C’est un point de vue partagé par les autres étudiants et les enseignants qui se sont impliqués dans le club de robotique. Fiona Lai [賴怡旬], professeur de physique, est la fondatrice du club, un moyen pour elle d’offrir à ses élèves une occasion d’appliquer leurs connaissances scientifiques à un domaine concret tout en s’amusant. « Les lycéens à Taiwan sont trop préoccupés par leurs seules performances scolaires. Je voulais qu’ils aient une occasion de faire autre chose que de bachoter, dit-elle. A travers le club, les jeunes peuvent accumuler de l’expérience et élargir leurs connaissances tout en s’amusant. Ils apprennent à résoudre des problèmes et il y a pour eux une opportunité de découvrir leurs talents et d’être mieux orientés. »
Fondé il y a peine quatre ans, le club s’est débrouillé pour obtenir des financements des industriels. Le voyage à Sotchi, l’année dernière, a été entièrement financé par la société taiwanaise Hon Hai Precision Industry, plus connue sous le nom de Foxconn Technology, le premier fabricant mondial de produits électroniques en sous-traitance.

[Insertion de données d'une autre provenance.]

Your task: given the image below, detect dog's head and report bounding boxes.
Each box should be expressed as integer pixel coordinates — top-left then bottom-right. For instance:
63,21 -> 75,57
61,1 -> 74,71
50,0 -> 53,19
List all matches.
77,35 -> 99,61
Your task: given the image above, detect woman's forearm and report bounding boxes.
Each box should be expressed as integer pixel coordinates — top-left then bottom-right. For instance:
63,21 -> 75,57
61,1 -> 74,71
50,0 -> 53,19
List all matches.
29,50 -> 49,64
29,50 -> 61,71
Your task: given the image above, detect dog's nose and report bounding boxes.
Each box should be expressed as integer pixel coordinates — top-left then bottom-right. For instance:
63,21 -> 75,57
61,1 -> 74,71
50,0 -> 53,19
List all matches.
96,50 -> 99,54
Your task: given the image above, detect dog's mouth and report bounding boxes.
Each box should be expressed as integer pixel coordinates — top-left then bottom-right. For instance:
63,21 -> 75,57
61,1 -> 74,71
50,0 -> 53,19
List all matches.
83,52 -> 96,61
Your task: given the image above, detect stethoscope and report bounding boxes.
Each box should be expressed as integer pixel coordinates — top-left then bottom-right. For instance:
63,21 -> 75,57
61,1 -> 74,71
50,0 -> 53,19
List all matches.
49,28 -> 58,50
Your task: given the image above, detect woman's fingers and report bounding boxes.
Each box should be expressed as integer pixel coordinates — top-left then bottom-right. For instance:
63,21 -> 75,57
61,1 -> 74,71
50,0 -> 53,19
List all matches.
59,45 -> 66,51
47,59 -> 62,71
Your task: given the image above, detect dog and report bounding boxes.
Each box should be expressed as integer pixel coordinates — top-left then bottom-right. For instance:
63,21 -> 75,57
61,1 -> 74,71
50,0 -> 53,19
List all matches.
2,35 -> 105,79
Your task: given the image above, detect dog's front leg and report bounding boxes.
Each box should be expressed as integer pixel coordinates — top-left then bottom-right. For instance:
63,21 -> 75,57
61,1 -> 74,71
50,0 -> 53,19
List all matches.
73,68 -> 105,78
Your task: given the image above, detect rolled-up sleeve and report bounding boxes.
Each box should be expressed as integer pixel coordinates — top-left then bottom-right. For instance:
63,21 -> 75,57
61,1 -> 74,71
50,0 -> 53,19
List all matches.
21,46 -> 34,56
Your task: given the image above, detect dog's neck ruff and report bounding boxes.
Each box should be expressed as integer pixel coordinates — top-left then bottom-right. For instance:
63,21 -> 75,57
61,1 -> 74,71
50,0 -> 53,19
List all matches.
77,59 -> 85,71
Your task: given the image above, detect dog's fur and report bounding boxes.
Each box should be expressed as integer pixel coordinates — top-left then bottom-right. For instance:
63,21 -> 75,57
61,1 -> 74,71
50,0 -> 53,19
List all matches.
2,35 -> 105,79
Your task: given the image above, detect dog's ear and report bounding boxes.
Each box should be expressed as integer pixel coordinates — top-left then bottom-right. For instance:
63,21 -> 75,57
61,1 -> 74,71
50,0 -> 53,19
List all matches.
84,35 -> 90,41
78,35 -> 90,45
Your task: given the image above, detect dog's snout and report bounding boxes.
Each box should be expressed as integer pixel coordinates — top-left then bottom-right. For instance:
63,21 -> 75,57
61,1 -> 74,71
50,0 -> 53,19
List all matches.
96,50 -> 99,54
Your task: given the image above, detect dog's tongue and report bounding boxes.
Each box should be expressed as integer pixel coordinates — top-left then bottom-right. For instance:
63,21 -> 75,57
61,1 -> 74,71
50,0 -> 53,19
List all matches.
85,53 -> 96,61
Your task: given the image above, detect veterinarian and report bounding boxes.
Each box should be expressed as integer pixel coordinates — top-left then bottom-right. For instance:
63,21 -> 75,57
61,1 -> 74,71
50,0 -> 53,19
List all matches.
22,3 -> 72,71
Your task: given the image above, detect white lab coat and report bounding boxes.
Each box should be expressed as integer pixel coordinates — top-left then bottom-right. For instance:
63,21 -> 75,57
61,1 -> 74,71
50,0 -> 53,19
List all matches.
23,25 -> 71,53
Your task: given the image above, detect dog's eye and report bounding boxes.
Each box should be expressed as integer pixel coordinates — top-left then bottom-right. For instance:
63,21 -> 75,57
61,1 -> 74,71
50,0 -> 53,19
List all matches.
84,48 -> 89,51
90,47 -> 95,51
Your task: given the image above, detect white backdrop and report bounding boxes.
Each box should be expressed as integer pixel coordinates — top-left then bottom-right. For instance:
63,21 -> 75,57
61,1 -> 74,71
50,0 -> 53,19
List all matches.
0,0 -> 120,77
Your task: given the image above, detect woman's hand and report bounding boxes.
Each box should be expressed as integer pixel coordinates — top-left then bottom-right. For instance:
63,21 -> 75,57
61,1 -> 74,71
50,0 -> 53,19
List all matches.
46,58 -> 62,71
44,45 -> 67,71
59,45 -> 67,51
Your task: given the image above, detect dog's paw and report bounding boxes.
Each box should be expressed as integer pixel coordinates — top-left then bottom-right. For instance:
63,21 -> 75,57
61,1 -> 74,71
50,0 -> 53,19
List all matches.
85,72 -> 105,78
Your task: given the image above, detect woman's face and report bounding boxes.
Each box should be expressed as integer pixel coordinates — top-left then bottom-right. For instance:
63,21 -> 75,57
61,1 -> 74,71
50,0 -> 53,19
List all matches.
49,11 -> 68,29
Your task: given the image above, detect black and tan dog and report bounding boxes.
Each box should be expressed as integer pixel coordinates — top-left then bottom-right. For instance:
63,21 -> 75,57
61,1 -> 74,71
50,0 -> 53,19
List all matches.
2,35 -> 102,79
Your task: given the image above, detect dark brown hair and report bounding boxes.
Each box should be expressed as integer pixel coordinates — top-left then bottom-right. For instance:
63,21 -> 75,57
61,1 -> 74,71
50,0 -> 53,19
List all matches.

Fiona Lai (au centre), professeur de physique et fondatrice du club du lycée Shi Yuan. (HUANG CHUNG-HSIN / TAIWAN REVIEW)

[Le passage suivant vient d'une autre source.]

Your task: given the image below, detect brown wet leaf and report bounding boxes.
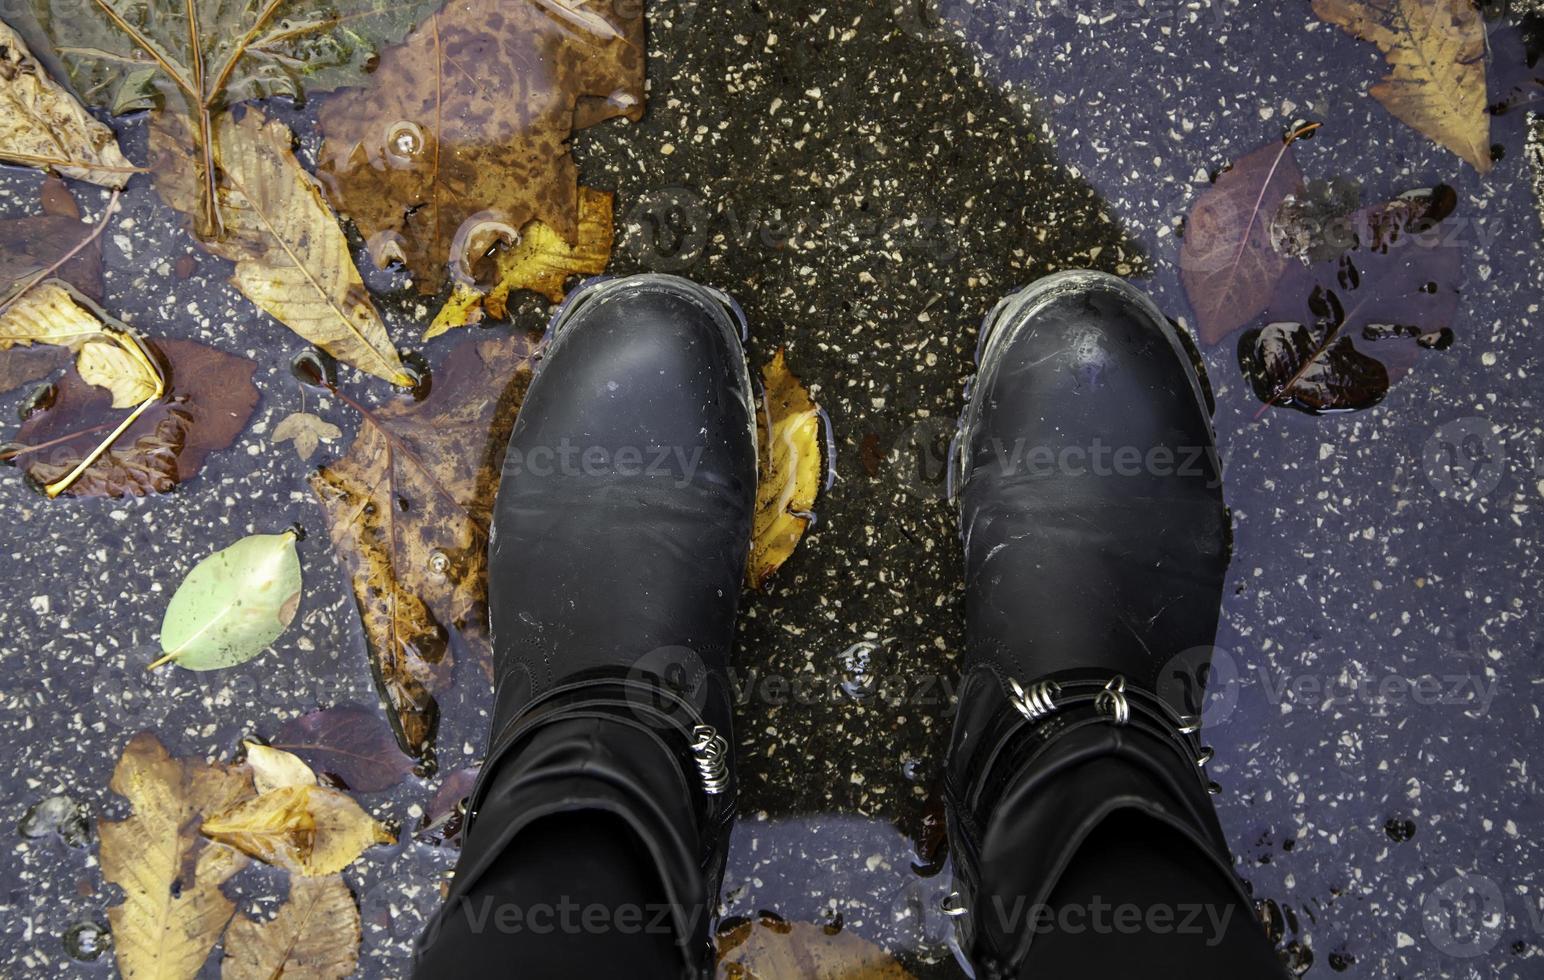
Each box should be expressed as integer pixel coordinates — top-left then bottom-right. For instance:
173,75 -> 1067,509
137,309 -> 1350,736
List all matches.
414,765 -> 479,847
1312,0 -> 1491,172
747,349 -> 824,590
716,915 -> 916,979
425,187 -> 615,338
310,335 -> 537,761
221,875 -> 361,980
16,337 -> 258,497
0,178 -> 103,303
272,703 -> 417,793
99,732 -> 254,980
316,0 -> 644,293
0,346 -> 64,394
0,19 -> 134,187
201,783 -> 395,877
1179,135 -> 1308,346
153,109 -> 413,386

Fiona Lai raconte comment, en quelques années, elle a observé un changement d’attitude chez les parents d’élèves. Au début, ils étaient opposés à la participation de leurs enfants aux activités du groupe car ils pensaient qu’ils allaient se disperser au détriment de leurs résultats scolaires. Elle a travaillé pour apaiser leurs inquiétudes, notamment en organisant une exposition des travaux réalisés par leurs rejetons mais surtout en leur montrant les impressionnants résultats obtenus par le club dans des compétitions internationales. En fin de compte, trois autres enseignants se sont investis dans le club qui jouit désormais d’un large soutien des parents d’élèves et de l’administration de l’établissement.

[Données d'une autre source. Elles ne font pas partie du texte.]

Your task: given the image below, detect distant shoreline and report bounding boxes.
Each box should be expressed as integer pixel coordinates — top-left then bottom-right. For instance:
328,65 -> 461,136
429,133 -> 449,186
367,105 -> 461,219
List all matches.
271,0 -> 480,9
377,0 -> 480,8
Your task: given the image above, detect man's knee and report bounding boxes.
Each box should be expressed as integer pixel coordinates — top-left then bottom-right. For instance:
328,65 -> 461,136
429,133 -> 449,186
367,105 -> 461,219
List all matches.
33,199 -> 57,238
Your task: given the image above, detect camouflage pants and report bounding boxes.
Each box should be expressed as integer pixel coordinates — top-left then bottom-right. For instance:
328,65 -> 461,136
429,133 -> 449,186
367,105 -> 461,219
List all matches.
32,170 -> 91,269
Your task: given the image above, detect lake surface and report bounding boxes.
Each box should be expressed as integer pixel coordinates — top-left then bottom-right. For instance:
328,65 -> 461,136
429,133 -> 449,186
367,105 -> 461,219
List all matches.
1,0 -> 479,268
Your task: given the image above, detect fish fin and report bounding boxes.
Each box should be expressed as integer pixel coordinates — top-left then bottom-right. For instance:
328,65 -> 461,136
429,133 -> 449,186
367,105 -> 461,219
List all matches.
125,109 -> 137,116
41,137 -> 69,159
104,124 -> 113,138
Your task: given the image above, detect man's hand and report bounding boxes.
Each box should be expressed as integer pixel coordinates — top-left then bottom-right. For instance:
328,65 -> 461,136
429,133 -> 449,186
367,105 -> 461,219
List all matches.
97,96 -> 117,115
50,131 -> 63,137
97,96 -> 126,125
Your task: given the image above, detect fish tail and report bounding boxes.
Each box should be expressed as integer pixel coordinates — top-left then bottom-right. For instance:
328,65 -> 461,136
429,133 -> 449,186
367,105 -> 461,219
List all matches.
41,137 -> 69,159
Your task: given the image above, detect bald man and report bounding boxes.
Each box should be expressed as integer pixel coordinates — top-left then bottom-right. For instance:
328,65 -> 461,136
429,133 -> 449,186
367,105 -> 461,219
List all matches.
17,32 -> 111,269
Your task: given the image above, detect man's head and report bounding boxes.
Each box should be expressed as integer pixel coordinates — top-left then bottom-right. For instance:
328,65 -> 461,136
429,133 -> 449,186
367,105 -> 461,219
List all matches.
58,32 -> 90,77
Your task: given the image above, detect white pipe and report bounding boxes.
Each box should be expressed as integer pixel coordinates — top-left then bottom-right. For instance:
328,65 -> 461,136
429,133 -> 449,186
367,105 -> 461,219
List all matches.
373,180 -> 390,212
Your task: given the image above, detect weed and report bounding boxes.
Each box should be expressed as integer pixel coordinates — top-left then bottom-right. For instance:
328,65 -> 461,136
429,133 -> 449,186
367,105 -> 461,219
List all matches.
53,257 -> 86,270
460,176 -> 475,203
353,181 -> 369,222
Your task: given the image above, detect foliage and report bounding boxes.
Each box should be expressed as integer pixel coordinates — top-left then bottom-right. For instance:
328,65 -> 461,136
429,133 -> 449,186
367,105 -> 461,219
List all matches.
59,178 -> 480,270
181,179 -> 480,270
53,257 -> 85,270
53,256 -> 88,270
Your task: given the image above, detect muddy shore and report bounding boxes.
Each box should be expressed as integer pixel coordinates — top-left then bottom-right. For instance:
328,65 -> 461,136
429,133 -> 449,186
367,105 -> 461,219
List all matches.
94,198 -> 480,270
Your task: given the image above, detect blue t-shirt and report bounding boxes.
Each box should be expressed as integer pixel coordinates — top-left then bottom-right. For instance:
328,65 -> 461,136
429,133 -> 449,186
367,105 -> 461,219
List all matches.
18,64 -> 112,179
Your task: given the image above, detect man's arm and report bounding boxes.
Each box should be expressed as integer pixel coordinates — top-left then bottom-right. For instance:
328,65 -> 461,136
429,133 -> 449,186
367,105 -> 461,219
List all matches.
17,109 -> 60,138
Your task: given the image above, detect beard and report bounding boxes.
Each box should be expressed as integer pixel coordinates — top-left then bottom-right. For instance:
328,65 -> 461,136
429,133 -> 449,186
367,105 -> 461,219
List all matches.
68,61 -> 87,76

Wang Yu-tzu [王有慈] participe aux concours internationaux de robotique depuis qu’elle est au lycée. Elle est la preuve vivante que les clubs peuvent contribuer à élargir les connaissances des élèves et à renforcer leur confiance en eux. Il y a deux ans, elle a fondé le Club des robots intelligents de l’Université chrétienne Chung Yuan, à Taoyuan dans le nord de Taiwan, pour partager ses compétences et sa passion des robots avec ses camarades. Aujourd’hui, son club compte 36 membres et a à son actif plusieurs robots, dont des drones quadrirotors, ainsi que plusieurs participations à des concours nationaux et internationaux. « Participer à ces compétitions est essentiel parce que cela nous motive et nous incite à travailler de manière plus efficace et plus rigoureuse. C’est aussi une occasion d’apprendre à travailler en équipe », explique la jeune étudiante de 20 ans qui souhaite poursuivre une carrière dans la recherche en robotique une fois obtenu son diplôme d’ingénierie électronique. « La robotique implique l’intégration d’un grand nombre de disciplines scientifiques. La conception et la construction d’un robot peut aider les étudiants à développer des compétences et des savoir-faire qui seront très utiles dans différentes industries », explique Kuo Chung-hsien.
C’est que parfois, ces jeunes étudiants parviennent à développer des robots qui détiennent un potentiel commercial évident. Plusieurs sociétés, note le professeur, l’ont déjà contacté à propos d’idées et de designs développés par les équipes de son laboratoire de robotique. Foxconn, par exemple, a exprimé un intérêt appuyé pour les réalisations du club de Shi Yuan à l’Olympiade mondiale de robots. Après la compétition, l’école a offert son robot à l’entreprise, notamment pour la remercier de son soutien financier. « Les membres du club étaient très enthousiastes lorsqu’ils ont réalisé qu’un groupe de cette taille s’intéressait à leurs créations », souligne Fiona Lai.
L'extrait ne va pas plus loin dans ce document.